Drying-toasting kinetics of soaked soybeans in fluidized bed

TORREZ IRIGOYEN,RICARDO MARTIN; GINER, SERGIO ADRIÁN

Foz de Iguazú

Congreso; 16th World Congress of Food Science and Technology – IUFoST; 2012

Most food engineering studies on soybean dealt with postharvest drying or heat-inactivation processes. In this work, mass transfer kinetics was studied during fluidized-bed drying-toasting of pre-soaked soybean to improve the understanding of a process devised to produce a whole grain snack. The aim was to develop a mathematical model that considers shrinkage along the process.
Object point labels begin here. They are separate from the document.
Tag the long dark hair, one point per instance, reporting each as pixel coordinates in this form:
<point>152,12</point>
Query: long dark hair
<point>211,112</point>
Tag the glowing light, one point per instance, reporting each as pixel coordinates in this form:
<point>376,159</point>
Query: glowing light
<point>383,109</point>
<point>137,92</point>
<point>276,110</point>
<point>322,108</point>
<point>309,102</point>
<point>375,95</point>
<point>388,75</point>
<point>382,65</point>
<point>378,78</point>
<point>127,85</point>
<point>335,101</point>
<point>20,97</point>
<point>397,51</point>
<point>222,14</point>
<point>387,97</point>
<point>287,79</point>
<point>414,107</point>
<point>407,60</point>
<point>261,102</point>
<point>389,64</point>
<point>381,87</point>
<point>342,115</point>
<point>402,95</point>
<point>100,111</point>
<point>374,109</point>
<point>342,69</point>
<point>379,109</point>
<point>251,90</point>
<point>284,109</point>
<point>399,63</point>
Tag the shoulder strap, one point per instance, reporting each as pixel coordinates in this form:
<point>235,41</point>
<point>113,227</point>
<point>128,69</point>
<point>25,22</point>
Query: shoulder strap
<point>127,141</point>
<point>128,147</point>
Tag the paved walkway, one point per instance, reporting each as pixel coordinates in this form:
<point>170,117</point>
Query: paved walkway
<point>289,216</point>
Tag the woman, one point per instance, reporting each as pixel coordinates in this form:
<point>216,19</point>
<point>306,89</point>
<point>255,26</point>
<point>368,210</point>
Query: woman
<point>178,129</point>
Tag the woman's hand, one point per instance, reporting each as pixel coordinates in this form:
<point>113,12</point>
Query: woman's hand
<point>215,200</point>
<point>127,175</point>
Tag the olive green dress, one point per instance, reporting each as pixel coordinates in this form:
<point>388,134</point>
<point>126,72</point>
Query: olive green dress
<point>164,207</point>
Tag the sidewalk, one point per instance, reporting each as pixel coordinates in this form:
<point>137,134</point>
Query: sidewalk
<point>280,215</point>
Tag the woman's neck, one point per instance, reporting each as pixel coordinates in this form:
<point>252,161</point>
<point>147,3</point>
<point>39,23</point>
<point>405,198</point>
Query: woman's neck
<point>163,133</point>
Thin layer drying-toasting curves of soaked soybeans in a fluidized-bed dryer (air velocity, 2.5 m/s) were conducted at temperatures between 100°C and 160°C, for 60 min. The moisture contents as a function of time were accurately predicted by the analytical series solution of unsteady-state diffusion for a sphere with internal control, considering constant diffusion coefficient (Deff) and product radius Rp (r2=0.991). An Arrhenius dependency of Deff with temperature was found with a preexponential factor of 3.483 x 10-5 m2/s and an activation energy of 31.4 kJ/mol (r2=0.991). As previous studies revealed a considerable product shrinkage, these predictions were unexpectedly accurate. The possible cause is that the Deff/Rp2 ratio may have remained substantially constant during drying-toasting. With this relationship in mind, a more accurate model could be proposed which considers shrinkage and variable Deff. The partial-differential equation model obtained was solved using volumetric water concentration units as dependent variable by an implicit finite-difference numerical method, introducing a time-varying mesh with equal-volume elements for increased accuracy. Predictions were highly satisfactory, conferring this method great potential for applications in food processes involving structural changes.